But, perhaps, the riskiest line of business may be found with regard to dealing with public debt bonds, whatever the capacity of the bank (lender, underwriter, arranger, etc.). Bank officials usually deal in informal terms and off-the-record meetings within a fast-paced environment. No public tender rules are usually complied with, regardless of how substantial the involved fees may be. Furthermore, these issuances are generally highly controversial (given their political nature) and often subject to very strict public and media scrutiny. They are therefore very risky from a reputational point of view. In that sense, because of the renegotiation of the sovereign public debt in the context of the Argentine crisis between 1998 and 2002 (known as Megacanje, in which a substantial part of the payment of the sovereign public debt was delayed in consideration of higher interest rates), many high-ranking public officials were indicted, including the then Minister of Economy and President. Furthermore, many high-ranking officers at both domestic and foreign banks were also implicated in the criminal case.

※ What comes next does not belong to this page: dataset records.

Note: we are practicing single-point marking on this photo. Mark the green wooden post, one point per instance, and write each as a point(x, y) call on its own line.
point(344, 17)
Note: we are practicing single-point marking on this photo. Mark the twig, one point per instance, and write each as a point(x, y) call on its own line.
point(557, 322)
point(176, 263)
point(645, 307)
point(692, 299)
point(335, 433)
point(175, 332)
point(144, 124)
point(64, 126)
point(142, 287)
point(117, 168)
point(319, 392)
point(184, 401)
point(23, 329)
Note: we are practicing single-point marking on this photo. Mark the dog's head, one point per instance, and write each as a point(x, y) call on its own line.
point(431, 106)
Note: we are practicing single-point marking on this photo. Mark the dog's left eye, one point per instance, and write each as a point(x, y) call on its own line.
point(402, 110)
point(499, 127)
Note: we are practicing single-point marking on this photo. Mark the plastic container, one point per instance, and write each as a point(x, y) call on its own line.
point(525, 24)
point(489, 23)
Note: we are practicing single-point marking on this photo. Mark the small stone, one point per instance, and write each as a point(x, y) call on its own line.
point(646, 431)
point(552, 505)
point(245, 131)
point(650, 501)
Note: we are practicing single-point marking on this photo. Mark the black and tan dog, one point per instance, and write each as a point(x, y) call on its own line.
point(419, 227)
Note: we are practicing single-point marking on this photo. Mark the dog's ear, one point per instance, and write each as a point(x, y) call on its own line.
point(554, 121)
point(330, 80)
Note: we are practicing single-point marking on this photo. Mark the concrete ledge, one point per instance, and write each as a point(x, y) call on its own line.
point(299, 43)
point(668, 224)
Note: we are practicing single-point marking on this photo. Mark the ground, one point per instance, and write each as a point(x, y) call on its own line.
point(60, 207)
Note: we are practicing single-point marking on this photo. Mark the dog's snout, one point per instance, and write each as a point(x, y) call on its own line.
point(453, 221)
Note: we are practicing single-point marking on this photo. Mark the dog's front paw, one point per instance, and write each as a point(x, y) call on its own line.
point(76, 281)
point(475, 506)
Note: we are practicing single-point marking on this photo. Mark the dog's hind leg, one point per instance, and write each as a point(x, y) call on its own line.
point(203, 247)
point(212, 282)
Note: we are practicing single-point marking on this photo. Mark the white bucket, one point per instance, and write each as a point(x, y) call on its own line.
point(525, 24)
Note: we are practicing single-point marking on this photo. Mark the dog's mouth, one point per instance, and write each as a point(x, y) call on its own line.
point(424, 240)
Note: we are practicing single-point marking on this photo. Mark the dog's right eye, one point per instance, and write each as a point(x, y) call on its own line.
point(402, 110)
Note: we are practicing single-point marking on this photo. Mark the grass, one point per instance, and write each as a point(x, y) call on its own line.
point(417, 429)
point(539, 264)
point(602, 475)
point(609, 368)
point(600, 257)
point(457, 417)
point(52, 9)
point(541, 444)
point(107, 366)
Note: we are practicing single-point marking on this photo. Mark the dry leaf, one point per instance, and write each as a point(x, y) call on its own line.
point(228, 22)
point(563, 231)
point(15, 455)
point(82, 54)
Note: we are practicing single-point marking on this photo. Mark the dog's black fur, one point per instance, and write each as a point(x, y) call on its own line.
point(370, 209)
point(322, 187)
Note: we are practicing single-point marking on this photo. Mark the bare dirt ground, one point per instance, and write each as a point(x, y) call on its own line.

The often used ‘it is what it is’ will not be held in a court of law or public opinion.
Because of the foregoing, very particular attention should be given to these interactions. However fast-paced they might be, a record should be made of every meeting and other interactions. Furthermore, all informal communications should be avoided (e.g., use of private messaging systems, such as WhatsApp). There is a tendency to believe that these types of communications should not be regarded as ‘official business’, a belief that should clearly be eradicated.
The training of directors, administrators and employees is essential to create a culture of integrity. Members of the FSP and third parties should be prioritised according to risks, and training should be adapted to their needs, characteristics and the company’s operational capacity, among other things.
In the case of FSPs, particular attention should be given to the different natures of AML and ABC measures. They may look the same but (needless to say) they are quite different. It is all too common, when assessing an FSP’s compliance programme, for even senior officers to fail to see the need for ABC training, arguing that they have already been trained in AML matters.
It is also interesting to note that, all too often, the main (or sole) training given on ABC issues is focused principally on foreign legislation (the FCPA, UK Bribery Act, etc.). In some cases, that training is even provided by foreign law firms.
Regardless of the immense value of this type of training (mostly for those FSPs that may have liability in respect of that legislation), it is of the utmost importance to provide training specifically adapted and construed to the local reality, so as to provide an adequate defence. Moreover, with the enactment of the Corporate Criminal Liability Act and the Guidelines, any training should be primarily focused on local legislation and circumstances.
Finally, an important consideration is the general dispersion of an FSP’s business in contrast with its management. Branches and offices are located through vast territories but decision-making processes are often centralised. It is of the utmost importance that employees’ and officers’ training includes these distant branches and offices. A simple bribe made to a local police officer to keep a small distant branch under surveillance may have disastrous implications for the entire organisation.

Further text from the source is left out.